Saturday night at NYCC there was a party thrown by marvel honoring the late Mike Pasciullo. It was the return of a longtime NYCC tradition, and one of my favorite events on the con schedule, a free for all of cartoonists from around the world chatting  in the cold NYC air. I went outside and caught up with a few pals but ended up in a long conversation with two foreign cartoonists I’d never met before  – but we ended up talking about everything I wrote above as if we were best friends. Here were two aspiring Eiichiro Oda’s caught up in the US comics system, making a good living at it, but still itching to tell their own stories. And confounded by superhero comics inability to connect with young readers. At an earlier meal a different cartoonist was quite open about how lettering and coloring a work for hire comic made more money than his curator owned stuff, so he would keep juggling the two of them. 

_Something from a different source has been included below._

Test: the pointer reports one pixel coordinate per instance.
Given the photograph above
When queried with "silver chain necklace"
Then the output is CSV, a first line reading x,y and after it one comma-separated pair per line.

We were all happy to be at this place at this moment, surrounded by the return to form that NYCC 2022 represented – but also not quite sure what our place in that world is.  

People stay in comics for the freedom and the community, not the money. That’s the best and worst part of the industry. The secondary market and the streaming wars are still strong, but as we head into a global recession we’re going to be playing the game on a brand new board. More changes, more shifts, more anxiety. But Luffy abides.